Elon Musk, founder of SpaceX and Tesla, occasionally shares with business students and budding entrepreneurs musings on starting businesses. An expression he likes to use often is “entrepreneurs must eat glass and stare into the abyss” when starting a company. Future entrepreneurs need to be willing to walk through the impossible. He shares about that here in this video.
I couldn’t help but see the similarities with church planting. Although, in church planting, we aren’t trying to colonize Mars, building electric cars or creating vacuum travel tunnels underground. We’re doing something that is very old and inherently biblical. However, that doesn’t change the difficulty or the impossibility of the endeavor.
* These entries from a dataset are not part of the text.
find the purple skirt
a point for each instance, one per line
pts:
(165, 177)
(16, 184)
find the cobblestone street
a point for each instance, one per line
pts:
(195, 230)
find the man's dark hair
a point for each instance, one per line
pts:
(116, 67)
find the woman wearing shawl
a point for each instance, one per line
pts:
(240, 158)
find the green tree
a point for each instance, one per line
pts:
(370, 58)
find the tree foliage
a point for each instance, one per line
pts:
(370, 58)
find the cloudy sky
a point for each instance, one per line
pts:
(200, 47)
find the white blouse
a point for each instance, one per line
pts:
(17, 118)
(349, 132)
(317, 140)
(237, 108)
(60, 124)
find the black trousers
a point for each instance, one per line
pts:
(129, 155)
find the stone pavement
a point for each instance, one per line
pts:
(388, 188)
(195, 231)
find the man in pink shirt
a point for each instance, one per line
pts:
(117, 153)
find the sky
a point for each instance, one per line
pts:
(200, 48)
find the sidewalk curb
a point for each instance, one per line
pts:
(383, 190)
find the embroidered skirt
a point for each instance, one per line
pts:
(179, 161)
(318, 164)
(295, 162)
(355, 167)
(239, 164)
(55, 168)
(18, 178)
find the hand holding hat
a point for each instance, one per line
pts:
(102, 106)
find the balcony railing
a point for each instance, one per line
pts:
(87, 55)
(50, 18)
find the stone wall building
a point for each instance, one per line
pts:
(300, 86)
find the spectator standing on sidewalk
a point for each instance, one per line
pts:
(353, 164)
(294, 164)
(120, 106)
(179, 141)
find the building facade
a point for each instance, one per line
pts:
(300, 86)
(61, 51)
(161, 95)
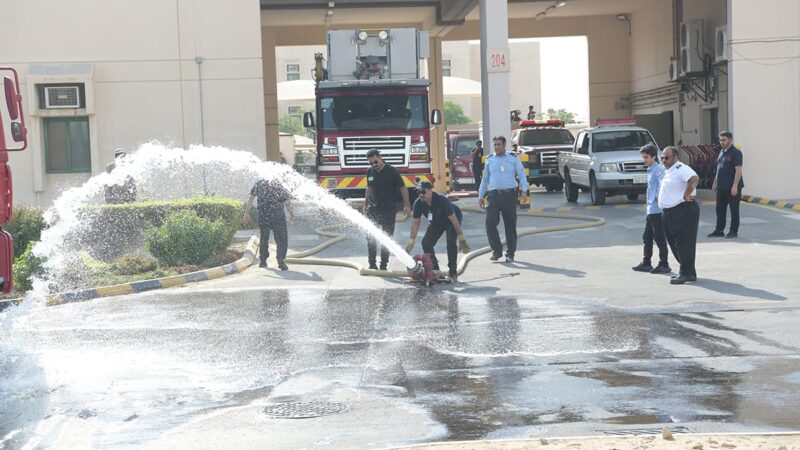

We also have the Holy Spirit who does all the truly heavy lifting for us. Even in that, it requires much from us. A few of the principles Musk said in his video can apply for church planting too.
It’s incredibly painful
Church planting takes an emotional and spiritual toll on a planter especially if a planter isn’t grounded in his identity in Jesus and his calling to start a church. Emotionally, a planter is often discouraged by setbacks and people problems. Financially, planters struggle to make ends meet from week to week. If a potential planter isn’t good with pain, he shouldn’t plant a church.
Don’t plant if you’re doing it to be happier
If you are hoping church planting will fulfill a need in your heart to be happier or more emotionally grounded, you’re doing it for the wrong reasons. In fact, church planting is more likely to zap your happiness than give you emotional fulfillment.
Be comfortable with the unknown
Church planters must make intuitive decisions everyday without a whole lot of facts and research to support those decisions. Those who need more time and data to make decisions may not be ready to be church planters. Those who are often paralyzed when making hard decisions may be paralyzed by inaction everyday when planters make one tough decision after another.
Be prepared for zero leisure time
Church planters must prepare sermons, meet with people, work on budgets, answer emails, coordinate incoming mission teams, communicate with partnering churches, launch ministry teams, start Bible studies, develop new leaders, be social media managers, and much more. They have to focus on being generalists instead of a specialists. Some weeks and months, there isn’t a whole lot of room for leisure time. Those who want an 8-5 job with clear hours and expectations will find it very difficult to start a church.
If you need inspiring words, don’t do it.
Many days, planters will hear discouraging words instead of inspiring words. They will hear more about what isn’t going right than what is. Discouraging words can also take an emotional toll on a planter. He must be able to heard discouragement and still move forward with the larger mission. A planter must continue in the face of adversity and discouragement.